We started the staged roll out of several updates, on 3.1 and 3.2.
UPDATE on 3.2: started today .
Release notes are linked from the release page above, new version of glexec, SCAS, CREAM and of Torque and Maui. Please note that server and client versions of Torque have to match.
The list of sites in the release page.
There are services not covered: SCAS, VO-BOX, Torque server.
If you are interested in participating let Antonio know, the mailing list is grid-deployment-managers@cern.ch. The aim is for release to production is December 8th.
UPDATE on 3.1: last Friday.
Torque. Known issue: conflicts MPI, the fix is currently in certification.
update of WMS: of ICE
update of CREAM: many bug fixes
Vacancy: mpi-utils, if someone is interested contact Antonio at the address above.
list of vacancies is always at the end of the release wiki page.
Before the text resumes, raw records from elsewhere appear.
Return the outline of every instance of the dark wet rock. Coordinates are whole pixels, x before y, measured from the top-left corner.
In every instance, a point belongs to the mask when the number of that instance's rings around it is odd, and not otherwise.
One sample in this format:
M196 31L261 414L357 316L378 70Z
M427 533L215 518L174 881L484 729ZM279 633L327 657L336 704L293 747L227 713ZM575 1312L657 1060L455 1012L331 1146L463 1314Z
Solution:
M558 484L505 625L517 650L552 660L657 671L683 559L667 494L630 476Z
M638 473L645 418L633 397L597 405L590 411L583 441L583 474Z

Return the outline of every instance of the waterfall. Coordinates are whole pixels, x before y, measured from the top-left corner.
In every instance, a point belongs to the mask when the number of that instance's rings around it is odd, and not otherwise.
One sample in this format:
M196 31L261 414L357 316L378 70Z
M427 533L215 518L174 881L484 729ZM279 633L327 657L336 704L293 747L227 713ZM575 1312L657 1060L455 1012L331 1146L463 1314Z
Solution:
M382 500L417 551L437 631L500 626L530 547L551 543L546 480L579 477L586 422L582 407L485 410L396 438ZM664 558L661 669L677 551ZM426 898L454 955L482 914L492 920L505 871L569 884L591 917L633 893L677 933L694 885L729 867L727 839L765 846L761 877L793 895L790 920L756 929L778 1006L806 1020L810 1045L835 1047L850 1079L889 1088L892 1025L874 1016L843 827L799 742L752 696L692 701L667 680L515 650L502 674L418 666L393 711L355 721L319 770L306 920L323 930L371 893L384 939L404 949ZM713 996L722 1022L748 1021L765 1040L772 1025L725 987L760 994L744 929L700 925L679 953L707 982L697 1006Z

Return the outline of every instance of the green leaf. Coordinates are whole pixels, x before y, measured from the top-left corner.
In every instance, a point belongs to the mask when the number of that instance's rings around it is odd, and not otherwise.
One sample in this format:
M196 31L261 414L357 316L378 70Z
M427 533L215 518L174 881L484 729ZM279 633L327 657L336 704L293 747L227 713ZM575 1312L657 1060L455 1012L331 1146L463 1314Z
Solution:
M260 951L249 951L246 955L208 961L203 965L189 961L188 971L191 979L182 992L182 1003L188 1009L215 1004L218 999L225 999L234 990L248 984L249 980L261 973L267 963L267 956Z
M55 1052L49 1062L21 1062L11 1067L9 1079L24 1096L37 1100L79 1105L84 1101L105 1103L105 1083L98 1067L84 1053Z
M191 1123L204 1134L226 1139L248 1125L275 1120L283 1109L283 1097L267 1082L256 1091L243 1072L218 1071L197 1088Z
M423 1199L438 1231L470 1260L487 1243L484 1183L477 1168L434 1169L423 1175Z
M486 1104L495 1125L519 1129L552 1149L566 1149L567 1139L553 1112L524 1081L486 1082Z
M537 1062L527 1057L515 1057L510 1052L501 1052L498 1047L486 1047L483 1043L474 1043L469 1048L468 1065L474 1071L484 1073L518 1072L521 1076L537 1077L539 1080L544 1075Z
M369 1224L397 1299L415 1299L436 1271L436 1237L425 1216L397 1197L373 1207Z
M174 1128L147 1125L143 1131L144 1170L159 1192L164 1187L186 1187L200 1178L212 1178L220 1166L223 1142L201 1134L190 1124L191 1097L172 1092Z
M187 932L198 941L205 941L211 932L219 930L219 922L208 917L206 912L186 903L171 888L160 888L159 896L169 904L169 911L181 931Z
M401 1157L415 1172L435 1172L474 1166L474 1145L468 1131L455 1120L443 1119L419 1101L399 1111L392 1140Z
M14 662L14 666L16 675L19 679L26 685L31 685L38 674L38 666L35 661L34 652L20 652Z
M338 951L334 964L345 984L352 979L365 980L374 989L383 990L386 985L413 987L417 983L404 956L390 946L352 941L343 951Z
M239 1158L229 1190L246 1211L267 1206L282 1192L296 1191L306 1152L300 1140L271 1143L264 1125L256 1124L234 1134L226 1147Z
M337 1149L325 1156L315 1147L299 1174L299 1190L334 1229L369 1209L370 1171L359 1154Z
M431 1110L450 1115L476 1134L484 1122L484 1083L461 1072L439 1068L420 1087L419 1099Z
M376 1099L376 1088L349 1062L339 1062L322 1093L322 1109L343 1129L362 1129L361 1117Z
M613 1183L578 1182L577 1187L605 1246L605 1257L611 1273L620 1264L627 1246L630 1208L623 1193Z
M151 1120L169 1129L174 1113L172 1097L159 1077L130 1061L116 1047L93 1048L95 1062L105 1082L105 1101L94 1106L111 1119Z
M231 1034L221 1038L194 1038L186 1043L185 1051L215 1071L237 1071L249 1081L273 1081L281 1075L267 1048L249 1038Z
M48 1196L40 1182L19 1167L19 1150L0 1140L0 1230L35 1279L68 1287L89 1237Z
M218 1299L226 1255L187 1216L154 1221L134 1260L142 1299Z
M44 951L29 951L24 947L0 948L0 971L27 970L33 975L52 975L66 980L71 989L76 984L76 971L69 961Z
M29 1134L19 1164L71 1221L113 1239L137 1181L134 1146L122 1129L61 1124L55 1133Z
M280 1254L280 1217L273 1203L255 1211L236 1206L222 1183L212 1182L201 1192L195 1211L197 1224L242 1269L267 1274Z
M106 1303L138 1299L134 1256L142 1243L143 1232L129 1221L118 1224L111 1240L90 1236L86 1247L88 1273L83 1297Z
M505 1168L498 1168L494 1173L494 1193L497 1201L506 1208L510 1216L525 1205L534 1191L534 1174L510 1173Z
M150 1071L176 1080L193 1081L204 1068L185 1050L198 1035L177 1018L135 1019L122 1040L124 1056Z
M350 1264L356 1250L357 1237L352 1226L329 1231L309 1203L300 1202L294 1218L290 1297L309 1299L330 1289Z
EGEE Items From ROC Reports
ROC_Canada and Russia did not validate there reports this week
South West Europe ROC: Last week asked "There is a new value in gstat2.0: GlueCEPolicyAssignedJobSlots, which is not queried yet by SGE (Sun Grid Engine). Therefore, our SGE sites will have a critical error. Following a mail from GonÁalo Borges the request to query this variable has not reached properly the SGE supporters. Is it possible to change the error to a warning until they will have implemented it in SGE?
This is now released within the gstat-validation RPM.
Germany-Switzerland: FZK [Announcement]: Planned OUTAGE: Tuesday, 1. December, 09:00 - 11:00 UTC atlas dCache atlassrm-fzk.gridka.de: During this downtime we will update all ATLAS dCache pools and the headnode to the newest officially released dCache version (1.9.5-9 or higher).
John Shade: today: 27 CREAM CEs pass the tests, 9 not, one is down. Tomorrow I will suggest at the SA1 CM to move the test to critical.
Jason Shih: the upgrade of hostcert of gstat actually cause short outage of SAM status publishing. the hostcert was updated around 'Nov 30 09:43', but the operator forgot to correct the group permission and later solve by Joanna 10min after the event escalated. It might cause the SAM status missing from gstat page.
Next Meeting
The next meeting will be Monday, 07 Dec 2009 15:00 UTC (16:00 Swiss local time).
Attendees can join from 14:45 UTC (15:45 Swiss local time) onwards.
The meeting will start promptly at 15:00 UTC (16:00 Swiss local time).